Я вернулась в университет в субботу накануне начала занятий. Поезд шел почти пустым. Названия станций в Коннектикуте проводник перечислял с усталым скептицизмом, словно ему не верилось, что их может быть столько. «
Иван так и не написал. Я позвонила Ральфу, но трубку никто не снял. Потом позвонила Светлана. Тот вечер и весь следующий день мы провели вместе – гуляли по Массачусетс-авеню и, перейдя мост, по Бостону. После передышки у «Тауэр Рекордз» мы двинулись по Ньюбери-стрит. Заглянули в бисерную лавку. Светлана не видела ничего особенного в том, чтобы в Бикон-Хилле[30] пойти в лавку и спустить почти двадцать долларов на бисер.
Вернувшись к Светлане, мы слушали купленные ею диски – альбом Джони Митчелл Blue и «Страсти по Матфею» Баха – и делали бусы, периодически демонстрируя их друг другу и сравнивая. Светлана объясняла, как ее бусы характеризуют ее, а мои – меня, я же думала, как женщины испокон веков – наверное, сколько существует цивилизация – нанизывали бусины на нитки, тростинки или на что там еще. Потом я задумалась, всегда ли это были женщины? Может, в древности бусами увлекались и мужчины. Хотя сегодня трудно представить парней, которые, рассевшись в креслах-мешках, слушают Джони Митчелл, примеряют бусы к шеям друг друга и болтают о Светланиной сестре. В моей душе жило беспокойство: не поэтому ли женщины никогда ничего не добьются, что мы постоянно так или иначе осаживаем себя.

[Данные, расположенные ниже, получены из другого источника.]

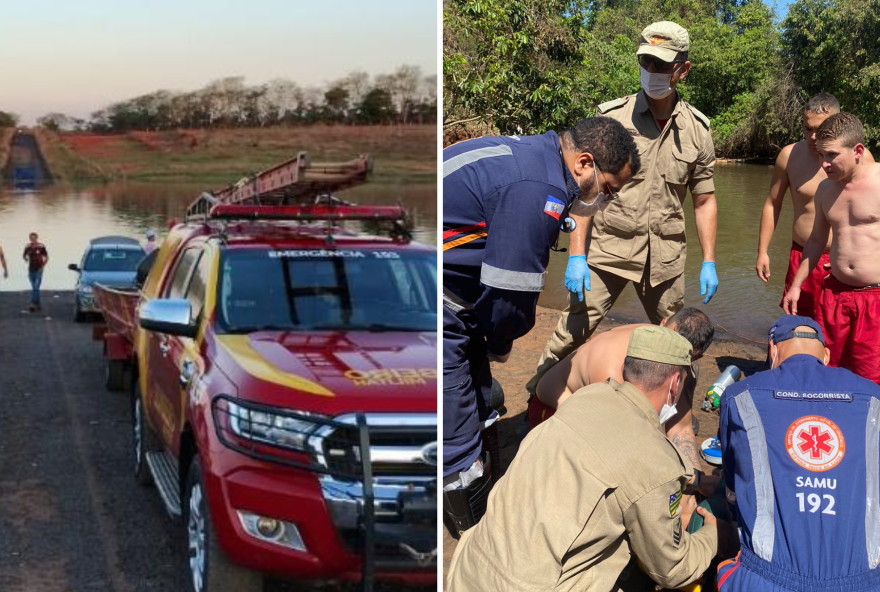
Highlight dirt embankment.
[443,307,767,588]
[37,125,437,184]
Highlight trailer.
[92,284,140,391]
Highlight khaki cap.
[626,327,694,374]
[636,21,690,62]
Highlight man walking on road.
[22,232,49,312]
[782,112,880,383]
[526,21,718,396]
[755,93,873,319]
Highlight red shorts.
[529,396,556,430]
[816,276,880,384]
[779,242,830,320]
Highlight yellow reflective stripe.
[443,230,489,251]
[217,335,336,397]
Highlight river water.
[539,163,792,343]
[0,183,437,291]
[0,164,792,341]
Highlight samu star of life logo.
[785,415,846,473]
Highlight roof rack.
[185,152,411,238]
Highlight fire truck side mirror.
[138,298,198,338]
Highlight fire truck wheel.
[184,456,263,592]
[131,380,160,485]
[104,360,125,391]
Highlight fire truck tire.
[183,456,263,592]
[131,380,161,486]
[104,360,125,391]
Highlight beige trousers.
[526,266,684,396]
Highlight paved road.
[0,292,434,592]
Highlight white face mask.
[639,66,672,99]
[660,382,678,425]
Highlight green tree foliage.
[782,0,880,150]
[443,0,590,133]
[443,0,880,157]
[52,65,437,132]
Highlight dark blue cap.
[770,315,825,345]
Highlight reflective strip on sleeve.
[480,262,546,292]
[443,145,513,179]
[443,230,489,251]
[736,391,776,561]
[865,397,880,569]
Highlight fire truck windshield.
[218,248,437,333]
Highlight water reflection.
[0,183,437,290]
[540,164,792,342]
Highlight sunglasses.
[639,55,686,74]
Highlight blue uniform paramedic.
[718,316,880,592]
[443,117,639,531]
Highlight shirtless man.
[755,93,873,319]
[783,113,880,383]
[529,307,715,467]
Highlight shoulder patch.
[685,103,711,129]
[669,491,681,516]
[599,97,629,113]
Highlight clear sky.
[0,0,438,124]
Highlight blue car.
[67,236,146,323]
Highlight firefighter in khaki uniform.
[448,327,718,592]
[526,21,718,476]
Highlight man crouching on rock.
[529,306,721,524]
[448,326,718,592]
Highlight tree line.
[443,0,880,158]
[0,65,437,133]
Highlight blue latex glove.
[565,255,592,302]
[696,261,718,304]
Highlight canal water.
[0,164,792,341]
[539,163,792,343]
[0,183,437,291]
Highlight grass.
[37,125,437,185]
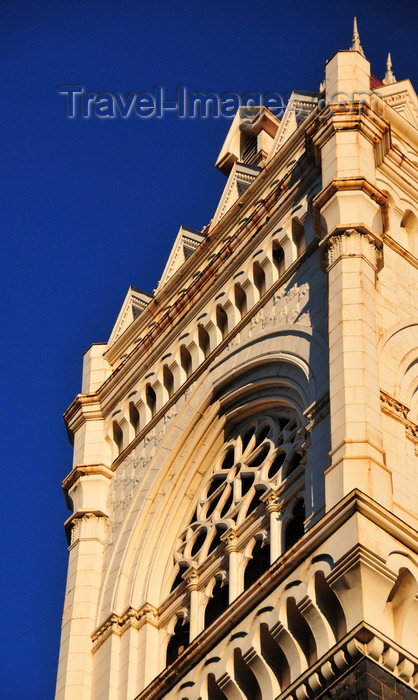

На каникулах Светлана навещала сестру в художественной школе. Она застала ее сидящей со скрещенными ногами на кровати в крохотной общажной комнатке, прихлебывающей один и тот же еле теплый кофе, который каждые два часа разогревала в микроволновке, и мастерящей из мелких палочек артишок. Артишок был обязательным заданием для всех первокурсников. На предыдущей неделе они все делали туфлю из проволоки.
Саша, их мать, хочет отправить сестру к русскому целителю, человеку, который рисует мистические картины ночного неба. Одна из картин висит в ее, Сашиной, спальне. На картине одинокая балалайка проплывает мимо полной луны.
Вернувшись к себе, я в электронной почте нашла только письмо от матери, где в строке «Тема» было написано: нашествие муравьев.
Пришлось провести мини-дезинсекцию. Я выбросила соседский пирог, муравьи бы, наверное, огорчились, но их теперь тоже нет.
Увидев утром в папке входящих имя Ивана, я едва не расплакалась. Это напомнило мне одну пытку из книжки, где после истязаний твои тюремщики последовательно возвращают тебе чувства и ты настолько им благодарен, что рассказываешь всё.
Солнце, писал Иван, встает. За его окном светофор совершает колебания между красным и зеленым. Время от времени мимо проезжает машина, вот и сейчас проехала. В русском языке для описания этой машины – и других машин – требуются глаголы движения с префиксами – как несущественна эта премудрость! Иван только что закончил проверять работы студентов, одногруппницей которых я так и не стала, а через час у него поезд в Йель. Завтра – Калифорния. Солнце уже встало, а он еще ничего не успел. Судьба преподносит подарки, не заглядывая в свою книгу.
Я очень живо всё это представила – светофор, ненужно мигающий в ночи, первые машины на рассвете – и вдруг прониклась пониманием, насколько в его жизни больше всего, чем в моей: что ему нужно сделать, какие расстояния проехать, в то время как я ничего не делала и никуда не ездила и никогда не сделаю и не поеду. Все мои дела – бесконечно навещать родителей – сначала одного, потом другую, – и этому ни конца, ни края. И хуже всего – осознавать, что винить, кроме себя, мне некого. Если мать говорит чего-то не делать, я и не делаю. Все матери что-нибудь запрещают своим детям, но слушаюсь – только я. У меня, у вечного голодранца на огромном мировом рынке идей, нет ничего, чему я могла бы хоть кого-то научить. Ничего, что было бы хоть кому-то нужно. Я перечитала письмо Ивана и взглянула в лицо этому ужасному унижению.